Monday, May 22, 2017

John Berger / Ways of Seeing , Episode 1 (1972)

Your Monday movie this week is episode one in a short series put out by the BBC back in the early 1970s.  I can gladly say that was before my time yet sadly cannot say I didn't escape that horrible fashion era. This first episode wasn't exactly what I had expected but I found it interesting nonetheless.  It focuses on how advances in photography have changed the way we view art.  I need to make a note to see if they've done an updated version of this show because wow, has that technology changed since 1972. One thing that I really considered, after watching, was how a painting can look different out of context. If an altar piece is seen somewhere other than a church does it have the same sort of impact?  Towards the end Berger shows a group of school children a Caravaggio and asked them what they thought of the painting. This was worth watching alone.
The show still left me wondering about how we look at things. For example, when someone urges you to watch a movie in the theatre, in IMAX even, they tell you this because it obviously made them feel a certain way, watching it on a big screen with surround sound that could shake their shoelaces.  It doesn't look and feel the same as watching it on a 32" screen at home. Some paintings, such as altar pieces, were surely meant to be seen in person in the church rather than on a page of a book.  Is it the job of the modern day artist to make work that can be seen on every platform? Should it be a goal? Lots of things to consider here.  

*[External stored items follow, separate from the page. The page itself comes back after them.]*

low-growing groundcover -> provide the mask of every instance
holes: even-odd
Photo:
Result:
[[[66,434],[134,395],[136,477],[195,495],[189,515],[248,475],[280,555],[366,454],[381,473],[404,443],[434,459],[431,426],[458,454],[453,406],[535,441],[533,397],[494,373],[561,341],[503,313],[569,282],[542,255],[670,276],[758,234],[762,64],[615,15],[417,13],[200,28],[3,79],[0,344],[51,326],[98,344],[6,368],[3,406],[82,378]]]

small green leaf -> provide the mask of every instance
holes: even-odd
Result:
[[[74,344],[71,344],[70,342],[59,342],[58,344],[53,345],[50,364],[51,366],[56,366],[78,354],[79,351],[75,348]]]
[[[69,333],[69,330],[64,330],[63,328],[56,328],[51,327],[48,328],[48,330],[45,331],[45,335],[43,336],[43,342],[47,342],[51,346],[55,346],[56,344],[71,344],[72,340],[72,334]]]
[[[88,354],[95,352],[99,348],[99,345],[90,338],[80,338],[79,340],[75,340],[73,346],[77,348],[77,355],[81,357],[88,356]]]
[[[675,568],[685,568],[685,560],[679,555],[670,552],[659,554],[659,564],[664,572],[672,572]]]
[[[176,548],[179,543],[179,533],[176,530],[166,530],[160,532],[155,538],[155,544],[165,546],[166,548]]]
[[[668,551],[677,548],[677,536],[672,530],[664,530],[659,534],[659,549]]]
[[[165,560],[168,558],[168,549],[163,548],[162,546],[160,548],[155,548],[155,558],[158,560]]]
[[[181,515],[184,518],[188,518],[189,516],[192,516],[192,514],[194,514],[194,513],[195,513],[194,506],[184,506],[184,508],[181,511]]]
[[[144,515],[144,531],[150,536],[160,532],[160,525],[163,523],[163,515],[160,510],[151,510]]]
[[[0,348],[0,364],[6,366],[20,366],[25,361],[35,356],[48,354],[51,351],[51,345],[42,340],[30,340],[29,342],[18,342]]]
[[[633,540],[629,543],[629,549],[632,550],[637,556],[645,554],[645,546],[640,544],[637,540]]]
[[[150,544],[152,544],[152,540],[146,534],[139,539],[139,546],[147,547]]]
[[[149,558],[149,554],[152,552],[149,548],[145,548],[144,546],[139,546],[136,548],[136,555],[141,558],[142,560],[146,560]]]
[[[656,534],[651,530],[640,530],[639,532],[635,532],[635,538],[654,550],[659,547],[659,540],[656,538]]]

  1. I always thought any painting or image, by virtue of being an image and not the thing itself is to greater or lesser degree out of context. Sometimes I think I view art superficially because my chief interest is the act of it being painted, how it was done, etc. I almost never consider the content, or if I do, secondarily. On the other hand, before it was in a church or museum it was in the artist's studio and that was all about how it was done. So how far out of context are we? And our pictures go into multiple contexts whether we like it or not. Maybe the best we can do is try to make something engaging in any context, But that argument favors form over content? Is that right? It could lead to pretty but empty art. I wonder if his subsequent shows explore that? Very good find, here.

    1. I definitely think a painter looks at another painting differently. Just look at how art historians describe a painting, it's, almost always, nothing like the way I would describe. Aside from what the show is trying to demonstrate I think it's the job of a painter to get people to view the painting differently. The kids looking at the Caravaggio is a great example of that. They're not talking about technique or composition, they're imagining all of these other scenarios. I loved that. Lots of food for thought in this. I look forward to watching the rest of the episodes.